Published in Pacific Business News January 7, 2005
LivCom awarded wrong city
By John Pritchett

In Hans Christian Andersen’s “The Emperor’s New Clothes,” an entire community ignores reality until a small boy points out the obvious truth. The Emperor has no clothes. One would hope that our news media here in Hawaii would play the same role as the boy in this story. Unfortunately, this is not the case.

An example of how Hawaii news media fails to point out the truth can be found in the December 24, PBN article by Nina Wu regarding the 2004 LivCom Awards where Honolulu received the “Gold Award” for most livable, sustainable large city on the planet. To writer Wu’s credit, the article’s headline, “Is Honolulu most livable? Opinions Differ on award” does suggest that things may not be quite as they seem. Not the slightest hint of anything like this can be found in either of Honolulu’s daily newspapers.

Wu’s story states that according to Alan Smith, executive director of LivCom, judges based their decisions on five criteria, “environmentally sensitive practices” being one. According to Smith, Honolulu scored high in this area. But wait a minute. How can this be true considering the fact that sewage spills have been so prevalent in Honolulu that environmental groups have sued the city over it?

On July 29, 2004, The Sierra Club, Hawaii Chapter, Hawaii’s Thousand Friends and Our Children’s Earth, filed a lawsuit in U.S. District Court over repeated sewage spills and violations of federal clean water standards. The groups cited the city for repeatedly violating its wastewater permits by failing to repair, maintain and upgrade sewage facilities. The groups contend that a lack of attention by the city is to blame for hundreds of sewage spills that allowed dangerous amounts of raw sewage into waterways, homes and businesses over the last five years. Also, many of Oahu’s most beautiful beaches have been forced to close numerous times due to raw sewage contamination.

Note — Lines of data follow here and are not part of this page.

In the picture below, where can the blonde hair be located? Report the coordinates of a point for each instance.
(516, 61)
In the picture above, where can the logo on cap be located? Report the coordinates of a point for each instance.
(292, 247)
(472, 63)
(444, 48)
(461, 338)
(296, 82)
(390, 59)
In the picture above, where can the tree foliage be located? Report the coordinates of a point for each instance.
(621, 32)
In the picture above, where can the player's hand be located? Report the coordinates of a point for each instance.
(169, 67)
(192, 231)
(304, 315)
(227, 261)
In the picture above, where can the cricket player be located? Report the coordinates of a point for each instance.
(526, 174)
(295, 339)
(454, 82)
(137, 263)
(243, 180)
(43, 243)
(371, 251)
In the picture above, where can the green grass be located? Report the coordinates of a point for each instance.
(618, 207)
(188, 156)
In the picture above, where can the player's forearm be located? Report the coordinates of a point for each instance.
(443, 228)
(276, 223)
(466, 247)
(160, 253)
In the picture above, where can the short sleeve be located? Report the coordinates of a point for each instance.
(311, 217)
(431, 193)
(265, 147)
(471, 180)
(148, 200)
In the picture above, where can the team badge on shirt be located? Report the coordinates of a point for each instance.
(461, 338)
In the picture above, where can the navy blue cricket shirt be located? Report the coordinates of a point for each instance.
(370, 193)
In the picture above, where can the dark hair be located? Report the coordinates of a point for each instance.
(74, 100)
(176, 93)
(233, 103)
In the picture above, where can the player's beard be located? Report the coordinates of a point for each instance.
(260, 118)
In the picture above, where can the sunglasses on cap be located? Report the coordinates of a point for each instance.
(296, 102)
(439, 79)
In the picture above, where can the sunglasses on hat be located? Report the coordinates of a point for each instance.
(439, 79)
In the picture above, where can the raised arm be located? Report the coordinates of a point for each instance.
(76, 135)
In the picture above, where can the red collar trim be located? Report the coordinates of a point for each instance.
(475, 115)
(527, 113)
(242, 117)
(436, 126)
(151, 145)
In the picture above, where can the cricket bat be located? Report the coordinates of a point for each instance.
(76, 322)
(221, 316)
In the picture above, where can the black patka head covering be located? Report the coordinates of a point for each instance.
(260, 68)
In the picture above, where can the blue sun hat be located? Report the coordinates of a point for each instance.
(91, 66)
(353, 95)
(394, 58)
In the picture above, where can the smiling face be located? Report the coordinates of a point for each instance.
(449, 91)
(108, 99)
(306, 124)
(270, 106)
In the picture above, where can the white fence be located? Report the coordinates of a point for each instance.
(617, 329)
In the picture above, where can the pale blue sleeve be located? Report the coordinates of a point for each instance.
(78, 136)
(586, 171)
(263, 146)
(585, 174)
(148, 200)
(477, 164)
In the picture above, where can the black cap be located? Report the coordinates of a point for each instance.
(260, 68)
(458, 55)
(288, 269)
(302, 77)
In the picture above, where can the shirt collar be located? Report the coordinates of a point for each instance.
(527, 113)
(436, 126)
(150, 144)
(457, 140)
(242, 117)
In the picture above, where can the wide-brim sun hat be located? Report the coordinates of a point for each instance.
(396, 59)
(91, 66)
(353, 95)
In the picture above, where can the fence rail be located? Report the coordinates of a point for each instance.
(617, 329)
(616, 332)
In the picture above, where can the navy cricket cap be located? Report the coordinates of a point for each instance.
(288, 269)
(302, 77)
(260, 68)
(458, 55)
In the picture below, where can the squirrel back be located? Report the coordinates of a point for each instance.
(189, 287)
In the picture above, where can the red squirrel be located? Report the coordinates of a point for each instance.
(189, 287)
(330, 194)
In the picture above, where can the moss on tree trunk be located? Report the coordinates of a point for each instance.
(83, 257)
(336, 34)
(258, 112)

Obviously, this fact doesn’t square with the award. PBN writer Wu knew about the sewage spills lawsuit but never mentioned it to Alan Smith and failed to point out this obvious discrepancy in the article. Where is the little boy?

Alan Smith and LivCom judges had no knowledge of the sewage spills, nor did they know about the city’s illegal dumping of tons of crushed appliances in Waipahu, or city roads full of potholes. No representative from LivCom actually visited Honolulu. The award was made based only on the application submission and presentation provided by Jeremy Harris and Ben Lee.

But, Alan Smith, LivCom judges and the United Nations Environment Program, which endorses LivCom, all know the facts now. They know now that the emperor has no clothes. An investigation by the UNEP is now underway.